In that game, much of how you advanced your civilization was through building cities to get trade cards, which you could use to purchase technological advancement. The problem is that, mixed in with the trade cards, were disaster cards. Especially in the "Advanced Civilization" expansion pack, there were something like 20 different disasters in 9 different decks of trade cards, and you typically drew one card per player from at least the first 5 decks per turn, meaning you typically saw at least one disaster card per player per turn.
Because of this, you generally had to play your game based upon the assumption that every given turn would involve something like an earthquake or a flood or a civil war or an Iconoclasm and Heresy card would pop up and wipe out at least two cities a turn - which actually isn't too hard if you are prepared, it just means you keep population tokens ready around the city sites so that when the city vaporizes, you have enough people to rebuild it the very next turn.
In fact, because you have tax revolts if you have too many population tokens on the board, it's actually useful to make sure you get hit with a disaster, just so you have something to sink some extra population into. (Unless of course you're just starting a war for shits and giggles against your neighbor. That's always a great way to get rid of extra population.)
AAAAANYway, I would have to say I like the idea of some random disasters, but like Dutchling and others have been saying, it would be better if the "random bits" were more indirect causes of civilizations or cities collapsing than simply rolling a 5 on a 1d100 roll.

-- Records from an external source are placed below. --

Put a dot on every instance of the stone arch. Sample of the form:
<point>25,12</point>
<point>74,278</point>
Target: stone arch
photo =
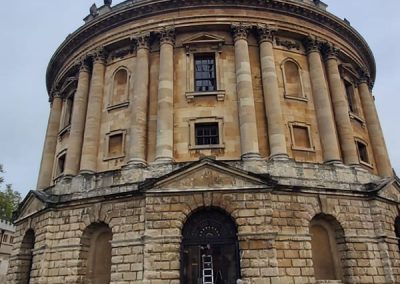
<point>328,247</point>
<point>25,257</point>
<point>292,78</point>
<point>120,86</point>
<point>209,235</point>
<point>95,254</point>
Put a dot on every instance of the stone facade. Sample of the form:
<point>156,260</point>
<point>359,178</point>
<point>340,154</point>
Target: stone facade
<point>7,231</point>
<point>180,131</point>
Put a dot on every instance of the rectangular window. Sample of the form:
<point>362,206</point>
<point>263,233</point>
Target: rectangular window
<point>115,145</point>
<point>362,152</point>
<point>207,133</point>
<point>204,73</point>
<point>61,164</point>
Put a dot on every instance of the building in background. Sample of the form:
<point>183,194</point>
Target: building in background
<point>210,142</point>
<point>7,231</point>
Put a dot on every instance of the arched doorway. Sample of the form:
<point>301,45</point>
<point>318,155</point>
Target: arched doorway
<point>210,251</point>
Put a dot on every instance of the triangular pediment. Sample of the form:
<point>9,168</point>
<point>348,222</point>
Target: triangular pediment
<point>208,175</point>
<point>32,203</point>
<point>203,38</point>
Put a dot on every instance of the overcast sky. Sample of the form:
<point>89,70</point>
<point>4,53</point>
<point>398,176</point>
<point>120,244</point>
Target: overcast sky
<point>32,30</point>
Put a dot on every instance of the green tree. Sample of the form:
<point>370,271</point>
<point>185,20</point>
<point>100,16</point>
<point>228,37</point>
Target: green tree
<point>9,199</point>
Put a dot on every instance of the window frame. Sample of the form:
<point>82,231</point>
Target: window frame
<point>206,120</point>
<point>295,147</point>
<point>303,97</point>
<point>107,155</point>
<point>125,102</point>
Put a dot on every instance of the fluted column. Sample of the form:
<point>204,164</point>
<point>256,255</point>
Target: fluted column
<point>75,139</point>
<point>50,143</point>
<point>165,117</point>
<point>340,107</point>
<point>276,125</point>
<point>244,87</point>
<point>138,128</point>
<point>326,124</point>
<point>374,129</point>
<point>91,138</point>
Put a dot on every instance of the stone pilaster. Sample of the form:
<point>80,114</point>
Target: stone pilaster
<point>50,143</point>
<point>91,137</point>
<point>323,108</point>
<point>138,129</point>
<point>75,139</point>
<point>244,87</point>
<point>165,116</point>
<point>340,106</point>
<point>374,129</point>
<point>276,125</point>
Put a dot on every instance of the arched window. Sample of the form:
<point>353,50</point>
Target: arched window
<point>326,234</point>
<point>120,87</point>
<point>96,253</point>
<point>209,248</point>
<point>293,83</point>
<point>26,257</point>
<point>397,230</point>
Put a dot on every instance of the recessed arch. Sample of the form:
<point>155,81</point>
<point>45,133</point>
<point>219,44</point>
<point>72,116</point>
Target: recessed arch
<point>327,237</point>
<point>292,78</point>
<point>96,253</point>
<point>209,247</point>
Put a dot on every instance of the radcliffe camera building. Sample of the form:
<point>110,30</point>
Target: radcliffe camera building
<point>211,142</point>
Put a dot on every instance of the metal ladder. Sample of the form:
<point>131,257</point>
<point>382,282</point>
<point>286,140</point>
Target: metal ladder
<point>208,273</point>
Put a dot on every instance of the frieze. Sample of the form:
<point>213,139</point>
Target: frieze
<point>289,44</point>
<point>121,14</point>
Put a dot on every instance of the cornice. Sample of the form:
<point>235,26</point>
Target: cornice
<point>129,11</point>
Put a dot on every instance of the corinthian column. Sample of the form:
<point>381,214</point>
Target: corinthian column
<point>93,117</point>
<point>165,116</point>
<point>50,142</point>
<point>276,125</point>
<point>138,137</point>
<point>340,107</point>
<point>244,87</point>
<point>326,124</point>
<point>374,129</point>
<point>75,139</point>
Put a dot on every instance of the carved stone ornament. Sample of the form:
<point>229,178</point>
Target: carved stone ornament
<point>312,44</point>
<point>289,44</point>
<point>329,50</point>
<point>143,41</point>
<point>240,31</point>
<point>266,33</point>
<point>167,35</point>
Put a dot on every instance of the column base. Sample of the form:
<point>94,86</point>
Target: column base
<point>251,156</point>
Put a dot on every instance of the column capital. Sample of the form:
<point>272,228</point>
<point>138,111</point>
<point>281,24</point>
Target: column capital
<point>266,33</point>
<point>143,41</point>
<point>312,44</point>
<point>167,35</point>
<point>99,55</point>
<point>240,31</point>
<point>329,51</point>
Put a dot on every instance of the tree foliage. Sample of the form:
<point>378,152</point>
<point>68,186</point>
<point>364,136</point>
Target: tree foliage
<point>9,199</point>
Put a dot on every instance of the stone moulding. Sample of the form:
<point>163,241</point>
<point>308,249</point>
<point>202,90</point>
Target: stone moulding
<point>130,11</point>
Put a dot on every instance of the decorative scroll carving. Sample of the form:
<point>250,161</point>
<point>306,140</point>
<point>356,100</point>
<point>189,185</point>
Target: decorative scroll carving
<point>143,41</point>
<point>240,31</point>
<point>312,44</point>
<point>289,44</point>
<point>167,35</point>
<point>266,33</point>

Right now, we have cycles of famine and plenty in food production, which is capable of causing periodic city collapses, but where there are more variables in play than a simple percentile destruction of a city - there are food stores and dependencies that the cities have upon villages, and cities aren't entirely wiped out, but are mostly just reduced.
Having some sort of set of variables for civil unrest would be fun, where you could randomly roll that the new king is really unpopular with the people for spending all his time with the nobility, but oppressing the people (nobles unrest -10, popular unrest +15), and then having a spike in food prices (popular unrest +20), and having a war that is starting to turn against the king (nobles unrest +10, popular unrest +10) leading to a popular uprising that the king has to send in the army to quell.